The Apex Court observed that the Trial Judge should have looked at the record of the police investigation until after the investigating officer had been examined and discharged as a witness. In that context, it was said that, "There is, in our opinion, nothing in Section 162 CrPC to prevent a Trial Judge, as distinct from the prosecution or the defence, from putting to prosecution witnesses the questions otherwise permissible, if the justice obviously demands such a course. In the present case, we are strongly of the opinion that is what, in the interests of justice, the Trial Judge should have done but he did not look at the record of the police investigation until after the investigating officer had been examined and discharged as a witness. Even at this stage, the Trial Judge could have recalled the officer and other witnesses and questioned them in the manner provided by Section 165 of the Evidence Act. It is regrettable that he did not do so."

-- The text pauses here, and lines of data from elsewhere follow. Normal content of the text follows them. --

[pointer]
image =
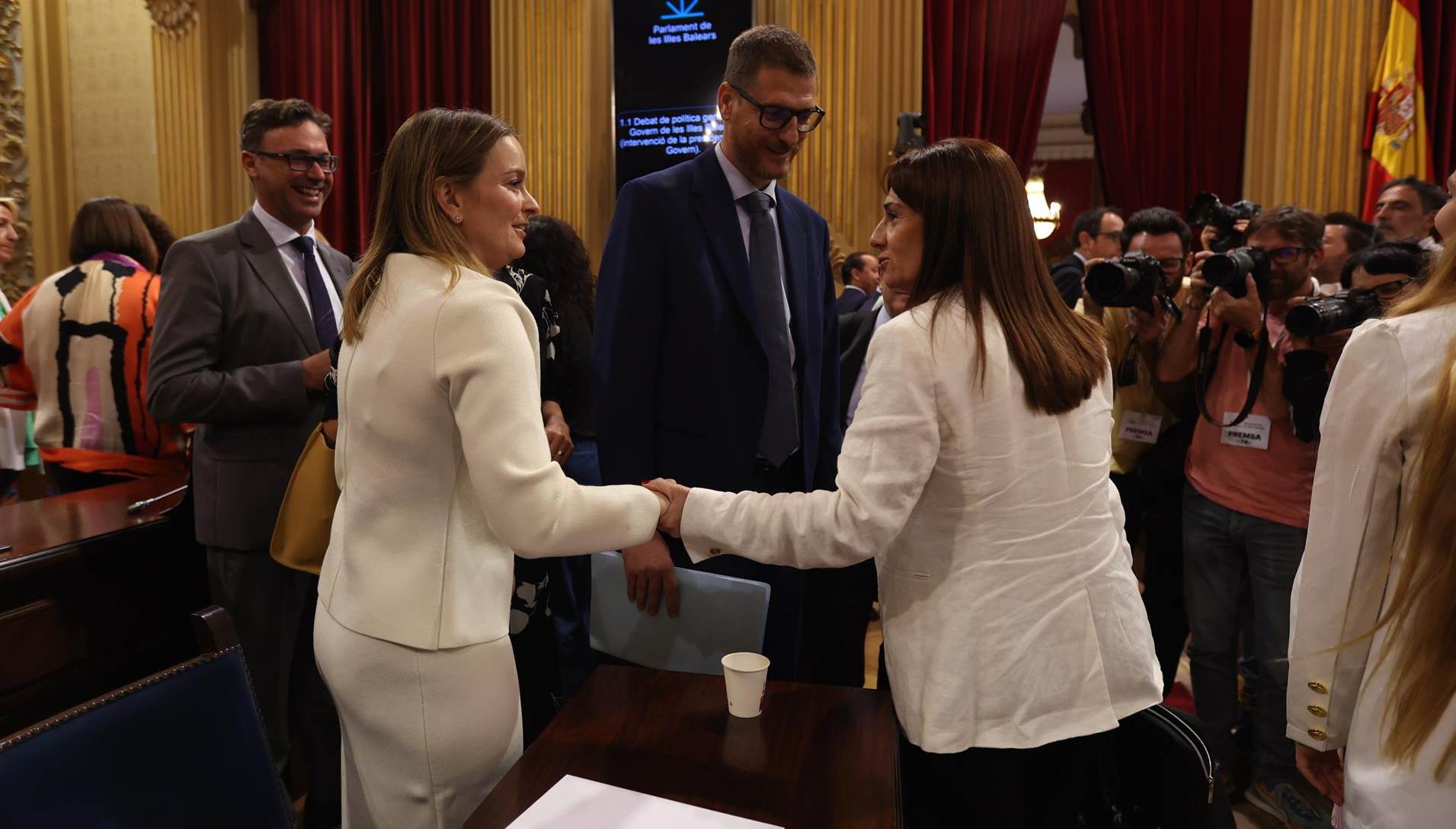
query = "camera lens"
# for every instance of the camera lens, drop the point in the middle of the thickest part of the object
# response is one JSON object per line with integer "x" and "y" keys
{"x": 1107, "y": 281}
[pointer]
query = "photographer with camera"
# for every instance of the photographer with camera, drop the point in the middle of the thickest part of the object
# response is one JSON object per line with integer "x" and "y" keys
{"x": 1134, "y": 299}
{"x": 1374, "y": 280}
{"x": 1250, "y": 477}
{"x": 1224, "y": 225}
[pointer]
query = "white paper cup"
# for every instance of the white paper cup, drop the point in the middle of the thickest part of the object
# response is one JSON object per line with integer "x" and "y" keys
{"x": 744, "y": 674}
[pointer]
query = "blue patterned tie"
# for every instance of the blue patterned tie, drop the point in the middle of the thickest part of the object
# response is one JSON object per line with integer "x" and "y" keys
{"x": 781, "y": 431}
{"x": 324, "y": 324}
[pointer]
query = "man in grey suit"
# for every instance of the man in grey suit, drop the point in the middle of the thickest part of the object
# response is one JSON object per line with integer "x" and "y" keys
{"x": 245, "y": 322}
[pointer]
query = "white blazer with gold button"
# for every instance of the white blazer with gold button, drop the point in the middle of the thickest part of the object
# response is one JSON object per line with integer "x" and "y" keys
{"x": 1011, "y": 613}
{"x": 1369, "y": 437}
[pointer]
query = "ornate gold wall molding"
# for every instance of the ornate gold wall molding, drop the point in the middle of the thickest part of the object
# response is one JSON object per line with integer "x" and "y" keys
{"x": 46, "y": 79}
{"x": 551, "y": 78}
{"x": 206, "y": 78}
{"x": 1309, "y": 72}
{"x": 175, "y": 18}
{"x": 14, "y": 175}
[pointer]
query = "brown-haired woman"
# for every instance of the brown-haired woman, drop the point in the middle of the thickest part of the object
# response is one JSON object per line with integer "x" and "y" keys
{"x": 976, "y": 474}
{"x": 75, "y": 348}
{"x": 443, "y": 472}
{"x": 1372, "y": 664}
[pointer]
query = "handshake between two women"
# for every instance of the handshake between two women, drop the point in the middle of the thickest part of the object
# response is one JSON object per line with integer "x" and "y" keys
{"x": 650, "y": 575}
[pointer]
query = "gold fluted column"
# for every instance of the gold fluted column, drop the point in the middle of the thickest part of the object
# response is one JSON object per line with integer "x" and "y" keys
{"x": 1309, "y": 73}
{"x": 551, "y": 78}
{"x": 206, "y": 72}
{"x": 868, "y": 56}
{"x": 49, "y": 137}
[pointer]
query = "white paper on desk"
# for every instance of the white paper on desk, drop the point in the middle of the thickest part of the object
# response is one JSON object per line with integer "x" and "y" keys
{"x": 577, "y": 803}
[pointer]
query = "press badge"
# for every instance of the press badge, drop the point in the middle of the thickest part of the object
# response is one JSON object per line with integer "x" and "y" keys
{"x": 1141, "y": 427}
{"x": 1253, "y": 433}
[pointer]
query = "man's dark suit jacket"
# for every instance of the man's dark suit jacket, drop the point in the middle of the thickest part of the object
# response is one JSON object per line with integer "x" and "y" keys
{"x": 232, "y": 331}
{"x": 852, "y": 300}
{"x": 855, "y": 331}
{"x": 680, "y": 370}
{"x": 1067, "y": 274}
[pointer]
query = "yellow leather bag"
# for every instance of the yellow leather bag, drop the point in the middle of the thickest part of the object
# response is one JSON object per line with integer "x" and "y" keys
{"x": 302, "y": 532}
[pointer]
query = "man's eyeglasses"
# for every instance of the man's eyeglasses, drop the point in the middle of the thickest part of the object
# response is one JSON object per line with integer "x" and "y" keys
{"x": 778, "y": 117}
{"x": 302, "y": 162}
{"x": 1286, "y": 255}
{"x": 1171, "y": 265}
{"x": 1392, "y": 289}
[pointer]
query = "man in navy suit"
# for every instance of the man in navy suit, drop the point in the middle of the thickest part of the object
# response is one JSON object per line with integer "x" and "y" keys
{"x": 861, "y": 274}
{"x": 717, "y": 340}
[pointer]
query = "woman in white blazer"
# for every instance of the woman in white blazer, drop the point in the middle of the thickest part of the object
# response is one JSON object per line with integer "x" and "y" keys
{"x": 444, "y": 472}
{"x": 1382, "y": 539}
{"x": 976, "y": 475}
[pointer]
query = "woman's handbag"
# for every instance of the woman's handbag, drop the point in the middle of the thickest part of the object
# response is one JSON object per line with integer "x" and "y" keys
{"x": 302, "y": 532}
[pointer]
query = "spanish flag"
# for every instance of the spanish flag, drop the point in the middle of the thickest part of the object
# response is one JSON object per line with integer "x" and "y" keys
{"x": 1395, "y": 129}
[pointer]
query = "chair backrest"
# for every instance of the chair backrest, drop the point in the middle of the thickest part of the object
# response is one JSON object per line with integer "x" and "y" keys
{"x": 719, "y": 615}
{"x": 181, "y": 747}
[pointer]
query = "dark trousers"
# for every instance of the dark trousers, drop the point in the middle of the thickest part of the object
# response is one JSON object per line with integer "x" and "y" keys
{"x": 1000, "y": 789}
{"x": 1152, "y": 500}
{"x": 781, "y": 637}
{"x": 1224, "y": 546}
{"x": 837, "y": 605}
{"x": 273, "y": 610}
{"x": 571, "y": 595}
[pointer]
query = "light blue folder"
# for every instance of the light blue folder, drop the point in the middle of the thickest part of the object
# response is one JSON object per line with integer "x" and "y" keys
{"x": 719, "y": 615}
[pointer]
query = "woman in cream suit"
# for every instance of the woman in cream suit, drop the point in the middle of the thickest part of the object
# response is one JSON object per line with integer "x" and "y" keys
{"x": 976, "y": 474}
{"x": 444, "y": 472}
{"x": 1382, "y": 539}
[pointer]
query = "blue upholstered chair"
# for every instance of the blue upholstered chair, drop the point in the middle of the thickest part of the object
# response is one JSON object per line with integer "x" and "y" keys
{"x": 180, "y": 747}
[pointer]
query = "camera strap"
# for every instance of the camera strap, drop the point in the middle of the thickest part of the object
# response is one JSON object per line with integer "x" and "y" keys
{"x": 1209, "y": 363}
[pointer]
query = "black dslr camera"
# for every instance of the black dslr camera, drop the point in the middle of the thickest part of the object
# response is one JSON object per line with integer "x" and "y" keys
{"x": 1208, "y": 210}
{"x": 1328, "y": 315}
{"x": 1227, "y": 270}
{"x": 1136, "y": 280}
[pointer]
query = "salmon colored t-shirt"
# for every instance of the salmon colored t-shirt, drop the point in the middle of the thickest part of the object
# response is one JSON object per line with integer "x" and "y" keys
{"x": 1273, "y": 482}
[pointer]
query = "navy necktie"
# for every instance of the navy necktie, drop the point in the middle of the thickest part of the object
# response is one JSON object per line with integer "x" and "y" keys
{"x": 781, "y": 431}
{"x": 324, "y": 322}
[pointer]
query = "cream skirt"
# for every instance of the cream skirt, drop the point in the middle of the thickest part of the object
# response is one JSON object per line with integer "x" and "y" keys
{"x": 427, "y": 735}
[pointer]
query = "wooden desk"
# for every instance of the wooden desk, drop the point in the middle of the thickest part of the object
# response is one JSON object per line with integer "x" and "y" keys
{"x": 92, "y": 597}
{"x": 818, "y": 757}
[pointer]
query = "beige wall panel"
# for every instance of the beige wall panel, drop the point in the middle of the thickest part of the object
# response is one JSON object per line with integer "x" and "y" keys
{"x": 1309, "y": 73}
{"x": 113, "y": 102}
{"x": 869, "y": 56}
{"x": 551, "y": 76}
{"x": 204, "y": 82}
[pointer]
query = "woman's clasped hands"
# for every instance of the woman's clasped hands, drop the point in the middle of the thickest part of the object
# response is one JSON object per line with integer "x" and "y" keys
{"x": 674, "y": 497}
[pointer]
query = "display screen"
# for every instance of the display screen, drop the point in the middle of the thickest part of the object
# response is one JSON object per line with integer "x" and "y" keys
{"x": 669, "y": 62}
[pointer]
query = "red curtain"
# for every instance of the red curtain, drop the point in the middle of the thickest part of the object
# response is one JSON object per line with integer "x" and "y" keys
{"x": 986, "y": 70}
{"x": 1438, "y": 35}
{"x": 370, "y": 65}
{"x": 1168, "y": 83}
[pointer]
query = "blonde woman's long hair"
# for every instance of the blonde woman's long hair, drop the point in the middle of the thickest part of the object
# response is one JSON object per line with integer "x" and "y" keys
{"x": 1422, "y": 613}
{"x": 431, "y": 145}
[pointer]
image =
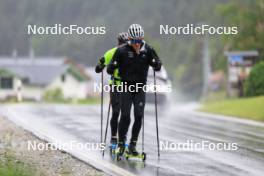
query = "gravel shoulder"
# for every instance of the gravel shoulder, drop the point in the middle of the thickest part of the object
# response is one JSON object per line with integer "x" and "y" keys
{"x": 14, "y": 148}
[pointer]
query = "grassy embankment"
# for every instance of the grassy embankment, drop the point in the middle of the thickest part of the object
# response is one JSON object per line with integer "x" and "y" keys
{"x": 249, "y": 108}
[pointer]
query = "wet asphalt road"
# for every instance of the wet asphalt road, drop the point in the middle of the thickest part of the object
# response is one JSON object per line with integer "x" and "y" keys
{"x": 176, "y": 126}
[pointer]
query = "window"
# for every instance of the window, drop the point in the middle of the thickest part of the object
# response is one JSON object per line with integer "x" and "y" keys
{"x": 6, "y": 83}
{"x": 63, "y": 77}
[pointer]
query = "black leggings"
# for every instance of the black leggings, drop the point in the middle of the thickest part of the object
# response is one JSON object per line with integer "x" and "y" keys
{"x": 138, "y": 100}
{"x": 115, "y": 103}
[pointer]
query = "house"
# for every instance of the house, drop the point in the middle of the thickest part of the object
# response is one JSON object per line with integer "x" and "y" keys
{"x": 33, "y": 77}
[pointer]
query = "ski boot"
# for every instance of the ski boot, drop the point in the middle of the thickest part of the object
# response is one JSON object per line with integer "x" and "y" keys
{"x": 113, "y": 146}
{"x": 120, "y": 151}
{"x": 133, "y": 153}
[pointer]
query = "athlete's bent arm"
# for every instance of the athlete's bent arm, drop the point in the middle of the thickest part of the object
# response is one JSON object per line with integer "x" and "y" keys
{"x": 114, "y": 63}
{"x": 155, "y": 62}
{"x": 100, "y": 66}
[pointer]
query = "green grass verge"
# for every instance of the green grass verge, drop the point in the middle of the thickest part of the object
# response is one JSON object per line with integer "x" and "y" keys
{"x": 10, "y": 166}
{"x": 250, "y": 108}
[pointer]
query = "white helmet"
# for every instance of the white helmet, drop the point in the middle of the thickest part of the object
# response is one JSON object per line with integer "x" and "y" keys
{"x": 135, "y": 31}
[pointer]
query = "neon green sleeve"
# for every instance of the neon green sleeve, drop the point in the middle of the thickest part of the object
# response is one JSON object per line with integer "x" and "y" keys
{"x": 109, "y": 55}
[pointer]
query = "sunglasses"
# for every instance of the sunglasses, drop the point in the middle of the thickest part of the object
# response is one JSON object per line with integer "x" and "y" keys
{"x": 136, "y": 41}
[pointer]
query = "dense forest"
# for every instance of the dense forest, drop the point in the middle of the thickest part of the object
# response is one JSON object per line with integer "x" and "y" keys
{"x": 182, "y": 55}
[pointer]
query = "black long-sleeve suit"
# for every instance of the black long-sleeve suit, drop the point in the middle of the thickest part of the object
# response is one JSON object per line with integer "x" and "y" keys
{"x": 133, "y": 69}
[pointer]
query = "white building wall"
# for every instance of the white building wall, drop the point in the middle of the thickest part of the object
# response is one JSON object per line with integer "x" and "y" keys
{"x": 71, "y": 87}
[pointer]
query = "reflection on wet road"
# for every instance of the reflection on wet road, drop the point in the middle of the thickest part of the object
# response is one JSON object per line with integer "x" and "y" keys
{"x": 83, "y": 122}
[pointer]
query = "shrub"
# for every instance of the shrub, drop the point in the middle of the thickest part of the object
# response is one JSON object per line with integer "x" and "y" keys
{"x": 53, "y": 95}
{"x": 254, "y": 85}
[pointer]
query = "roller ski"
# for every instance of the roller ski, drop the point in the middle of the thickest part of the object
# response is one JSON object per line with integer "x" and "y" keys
{"x": 120, "y": 152}
{"x": 113, "y": 147}
{"x": 132, "y": 153}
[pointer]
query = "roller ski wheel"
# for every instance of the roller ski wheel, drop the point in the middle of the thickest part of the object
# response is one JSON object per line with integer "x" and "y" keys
{"x": 120, "y": 152}
{"x": 113, "y": 148}
{"x": 142, "y": 156}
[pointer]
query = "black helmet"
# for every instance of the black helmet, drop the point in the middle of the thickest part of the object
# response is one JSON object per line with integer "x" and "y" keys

The Court also clarified that it seems absurd to suggest that a Judge cannot put a question to a witness which a party may put. Referring to the case of VK Mishra vs State of Uttarakhand, the Court was of the view that in cases whether the evidence given in a Court implicates persons who are not mentioned in the first information report or police statements, it is always advisable and far more important for the Trial Judge to look into the police papers in order to ascertain whether the persons implicated by witnesses, at the trial had been implicated by them during the investigation.
Subsequently, the Supreme Court set aside the impugned judgment and remitted the matter back to the High Court. The serious lapses on the part of the defence in not proving major contradictions in the form of material omissions surfacing from the oral evidence of the prosecution witnesses were highlighted.